Sudah banyak tulisan yang menghubungkan serial animasi Naruto: Shippuden dengan kondisi perpolitikan di negara kita. Yang paling sering, perbandingan antara tokoh-tokohnya, terutama para hokage, dengan mantan-mantan presiden kita. Atau antara tokoh Naruto yang lain dan politikus yang lain lagi mengenai kesamaan sifat atau latar belakang mereka.
Saya tidak akan menulis soal itu karena tiga alasan. Pertama, jelas karena sudah terlalu banyak yang menulis. Kedua, membicarakan mantan hanya akan menggagalkan usaha kita untuk move on. Dan ketiga, karena nama Hary Tanoe justru tidak pernah disebut dalam tulisan-tulisan itu. Padahal serial itu ditayangkan kembali di TV-nya Oom Hary. Kurang durhaka gimana coba para penggemar Naruto sama Oom Hary?
Saya akan membicarakan hubungan Naruto dengan Oom Hary. Hanya Oom Hary. Lebih tepatnya lagi, dengan mars partainya Oom Hary yang fenomenal.
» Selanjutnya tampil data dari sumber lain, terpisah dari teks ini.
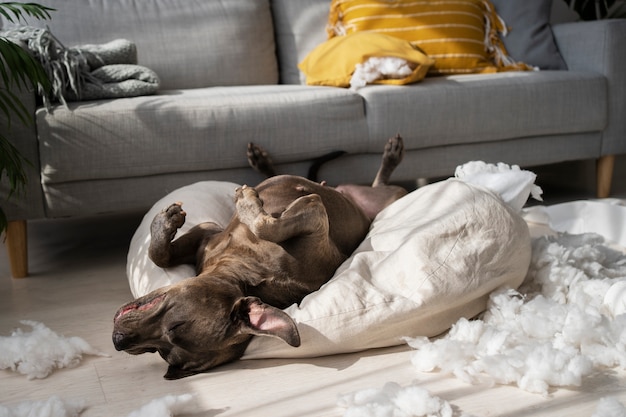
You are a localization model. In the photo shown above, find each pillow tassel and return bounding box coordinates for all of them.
[483,0,535,71]
[326,1,347,39]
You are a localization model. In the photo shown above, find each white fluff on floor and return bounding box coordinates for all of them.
[0,396,85,417]
[409,234,626,394]
[591,397,626,417]
[128,394,200,417]
[0,320,106,379]
[338,382,452,417]
[350,57,413,90]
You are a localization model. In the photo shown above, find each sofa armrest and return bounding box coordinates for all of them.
[0,78,45,220]
[552,19,626,155]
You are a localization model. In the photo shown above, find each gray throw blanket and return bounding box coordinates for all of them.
[0,26,159,107]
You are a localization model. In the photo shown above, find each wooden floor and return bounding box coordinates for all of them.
[0,158,626,417]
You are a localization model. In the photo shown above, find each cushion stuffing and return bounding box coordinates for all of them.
[298,32,434,87]
[127,179,530,359]
[328,0,530,74]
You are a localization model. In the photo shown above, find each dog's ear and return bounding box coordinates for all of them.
[163,365,200,381]
[232,297,300,347]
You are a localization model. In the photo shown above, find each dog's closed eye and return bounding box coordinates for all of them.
[167,321,187,337]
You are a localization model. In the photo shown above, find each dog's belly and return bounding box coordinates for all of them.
[255,175,370,256]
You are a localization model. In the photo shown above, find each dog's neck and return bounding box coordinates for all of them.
[194,259,310,308]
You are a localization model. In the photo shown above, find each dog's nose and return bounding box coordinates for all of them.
[113,332,126,350]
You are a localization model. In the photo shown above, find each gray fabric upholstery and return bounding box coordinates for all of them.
[6,0,278,89]
[0,0,626,224]
[553,19,626,155]
[37,85,367,183]
[360,71,607,151]
[492,0,567,69]
[272,0,330,84]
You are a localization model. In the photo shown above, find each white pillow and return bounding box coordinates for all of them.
[126,181,239,298]
[128,179,531,359]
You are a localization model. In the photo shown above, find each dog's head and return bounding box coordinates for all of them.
[113,277,300,379]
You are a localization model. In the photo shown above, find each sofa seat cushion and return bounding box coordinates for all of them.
[37,85,368,184]
[8,0,278,89]
[359,71,608,151]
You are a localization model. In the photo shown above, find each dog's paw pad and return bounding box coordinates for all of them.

Naruto bukan serial animasi pertama yang ditayangkan kembali oleh stasiun televisinya Oom Hary yang antikapitalis. Sebelumnya sudah ada Dragon Ball, yang pertama kali ditayangkan Indosiar di tahun ‘90-an. Semenara Naruto pertama kali ditayangkan di awal 2000-an di TransTV. Setelahnya dia berpindah-pindah stasiun televisi, mirip-miriplah dengan politikus yang suka berpindah-pindah partai untuk mempertahankan atau mencari jabatan yang lebih baik.
(Baiklah, supaya lebih cespleng, kita sebut saja: mirip Ahok.)
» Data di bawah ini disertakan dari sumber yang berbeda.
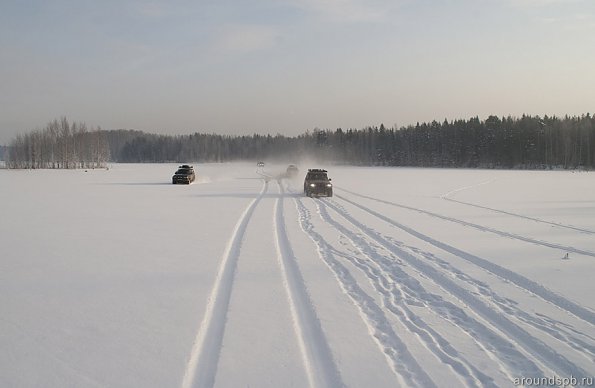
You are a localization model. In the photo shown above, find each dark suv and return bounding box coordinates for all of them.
[304,168,333,197]
[171,164,196,185]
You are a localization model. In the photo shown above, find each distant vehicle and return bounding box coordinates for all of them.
[171,164,196,185]
[285,164,299,178]
[304,168,333,197]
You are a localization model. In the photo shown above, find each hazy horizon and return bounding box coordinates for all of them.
[0,0,595,144]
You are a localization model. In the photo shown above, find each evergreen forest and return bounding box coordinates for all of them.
[4,114,595,169]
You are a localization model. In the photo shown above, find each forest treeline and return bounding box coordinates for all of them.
[4,117,110,169]
[7,114,595,169]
Orang tidak boleh melupakan kenyataan bahwa Oom Hary adalah politikus. Setiap langkahnya adalah langkah politik, langkah yang tentunya sudah dipikirkan masak-masak, termasuk ketika memilih untuk menyiarkan ulang serial animasi lawas di stasiun televisinya. Mungkin untuk jadi selingan di sela-sela penayangan mars partainya.
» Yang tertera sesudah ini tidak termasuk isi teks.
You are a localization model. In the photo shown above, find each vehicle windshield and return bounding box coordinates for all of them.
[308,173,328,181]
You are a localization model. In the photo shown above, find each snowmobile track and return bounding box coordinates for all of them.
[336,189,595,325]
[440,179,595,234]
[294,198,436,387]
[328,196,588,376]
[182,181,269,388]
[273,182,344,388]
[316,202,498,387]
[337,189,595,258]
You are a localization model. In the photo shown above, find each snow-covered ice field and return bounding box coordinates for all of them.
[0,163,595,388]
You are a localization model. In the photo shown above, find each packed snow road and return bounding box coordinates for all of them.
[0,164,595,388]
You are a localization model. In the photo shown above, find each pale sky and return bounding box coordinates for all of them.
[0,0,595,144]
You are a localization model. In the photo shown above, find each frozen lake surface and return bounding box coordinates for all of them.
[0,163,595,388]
Jadi, di TV Oom Hary, yang acara utama itu sebenarnya “Mars Perindo”, acara-acara lain cuma jeda.
Tapi, lalu antara Oom Hary dan Naruto bukannya tidak ada hubungan. Kalau mau membahasnya seperti tulisan-tulisan yang sudah ada, bukan tidak mungkin Oom Hary ingin mencitrakan bahwa dirinya sama dengan Naruto. Naruto, walaupun anak hokage, selalu diremehkan kemampuannya. Oom Hary kurang diremehkan bagaimana? Lha wong di tulisan-tulisan yang saya singgung di atas saja namanya tidak pernah disebut-sebut.
Saya malah curiga: jangan-jangan bukan Oom Hary yang ingin meniru Naruto, justru Naruto yang bisa jadi hokage karena terus disemangati “Mars Perindo”.
‘Raihlah mimpimu bagi nusa dan bangsa’, ‘entaskan kemiskinan cita-citamu’, ‘rintangan tak menggetarkan dirimu’, dan seterusnya; siapa yang tidak akan tergerak hatinya disemangati begitu rupa? Seandainya Sasuke lebih tekun mendengarkan Mars Perindo, bukan tidak mungkin dialah yang akan jadi hokage, bukan malah terjatuh ke lembah nista bergabung dengan Orochimaru.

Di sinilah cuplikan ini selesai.